My cat (about 4 months old at the time) hadn’t come back for at least 2 days and I looked for her everywhere. I was getting worried since she never really left for more then a couple of hours. I guess my Labrador sensed how worried I was and realized it was because of the cat. So he decided to run out the door, while I wasn’t playing attention. (He also knows how to open doors.) I didn’t realize till later and I thought I had lost both of them. When around 8pm I heard meowing coming from outside. When I looked outside I saw my lab holding my kitten by the head.

My dog is super sneaky. He’s not allowed on the furniture, and never ever tries to get up on the couch or bed unless we invite him. One day I was taking a shower and had forgotten a body wash I had just purchased, so I left the shower running and ran out to my room to grab it really fast. I found him on the couch happily rolling around on his back. As soon as he realized I was there he froze for a moment, jumped off the couch and ran to his bed. That’s when I realized the little jerk waits for me to get in the shower to get on the furniture and knows to listen for me to turn the shower off so he knows when to stop!

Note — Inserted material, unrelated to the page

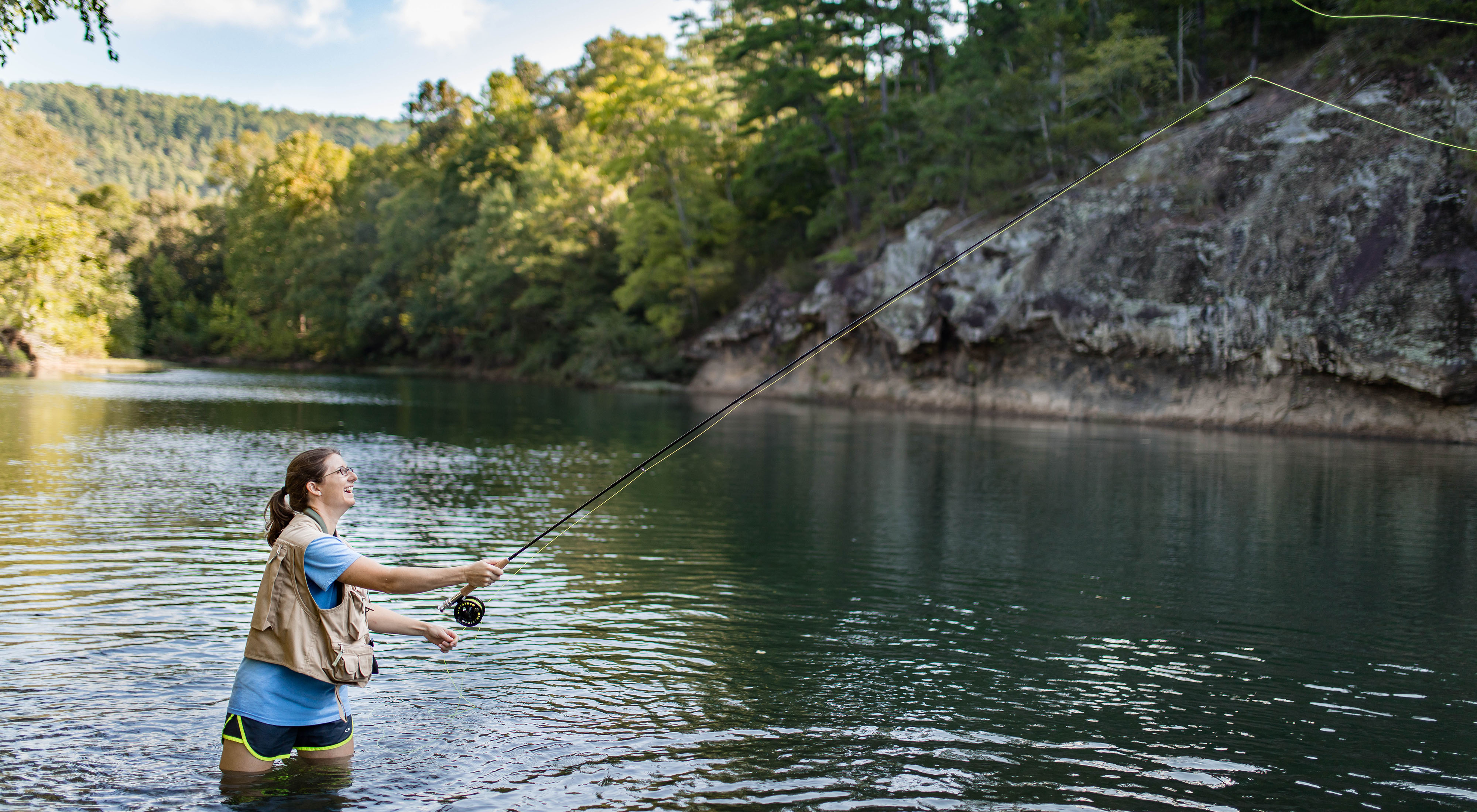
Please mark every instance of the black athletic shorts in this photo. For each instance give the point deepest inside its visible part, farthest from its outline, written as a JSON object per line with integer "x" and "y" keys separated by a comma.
{"x": 274, "y": 742}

My chickens held a funeral.
In our flock of maybe ten bantams, there was one elderly, respected hen. Even the brash rooster, who would spend most of his time chasing other chickens away from ‘his’ feed, meekly made space for Grey Girl when she slowly made her way over to the chicken feed. She was mother and grandmother to many of them, and you could tell how much they esteemed her.
One morning, I open the chicken coop as usual, but not a chook was to be seen. Normally they’d be all running out to find the night’s bounty of bugs, but not this morning. I walk inside the pen to see what’s up.
There is a circle of chickens. An actual circle, with Grey Girl’s body right in the middle. All the chooks are making this weird wailing sound, which I had never heard before. I am in no doubt they were mourning the passing of their elder mother.
What’s more, the body was lying outside the shed where she would have been roosting. There is a good chance that she was actually pulled out of the claustrophobic, poo-filled shed and placed in the open space by the chickens, so they could pay their respects.
After about half an hour the chooks all wandered off and I buried the body. And I never saw that behaviour again.